According to Mauger, the Coast Guard collaborates with government and military allies to create a rescue strategy if the vessel is submerged.
“Right now we’re focused on locating the vessel. But at the same time, if we find this vessel in the water then we will have to effect some sort of rescue. We’re coordinating, reaching out to different partners within the U.S. Navy, within the Canadian armed forces, and within private industry to understand what underwater rescue capability might be available.”
The sub can sustain itself for 96 hours if an emergency is on board. We’re using every second of that time as efficiently as possible to find the vessel, Mauger said.
The Canadian Coast Guard confirmed that the Boston Regional Coordination Center was responsible for the rescue effort. A jurisdictional map for the various coastal search and rescue organizations off the coast of North America also shows that the Titanic wreck is located within the Boston Center’s jurisdiction.
An expedition to the RMS Titanic disaster, which is located around 400 miles southeast of the Newfoundland coast, was recently announced by OceanGate on their website and social media channels as being “underway.”

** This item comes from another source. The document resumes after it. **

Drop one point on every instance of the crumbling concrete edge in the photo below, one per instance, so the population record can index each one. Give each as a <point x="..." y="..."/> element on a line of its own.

On June 15, the company last tweeted about the Titanic excursion. Take a look at the tweet provided to you below-
It's been an incredibly busy two weeks! Thank you to all of our dive teams who've joined us – here's a look at our Mission 3 and Mission 4 crew.
— OceanGate Expeditions (@OceanGateExped) June 15, 2023
On Saturday, British businessman Hamish Harding announced on Facebook that he was part of the OceanGate expedition, which had left St. Johns, Newfoundland, the day before.
“The team on the sub has a couple of legendary explorers, some of which have done over 30 dives to the RMS Titanic since the 1980s,” Harding stated.
Due to weather circumstances, he said it was “likely to be the first and only manned mission to the Titanic in 2023,” and that the team expected to begin dive operations at 4 a.m. Sunday.
Harding, a seasoned adventure traveler, took a Blue Origin rocket to orbit last year.
Rory Golden, an adventurer, and diver, also posted on his experience on the Titanic expedition. He posted on Facebook on Monday afternoon, saying-
“I’m OK. We are all focussed on board here for our friends.”
He added, “We have a situation that is now the part of a major Search and Rescue effort, being undertaken by major agencies. That is where our focus is right now.”
“The reaction and offers of help globally is truly astonishing, and only goes to show the real goodness in people at a time like this.”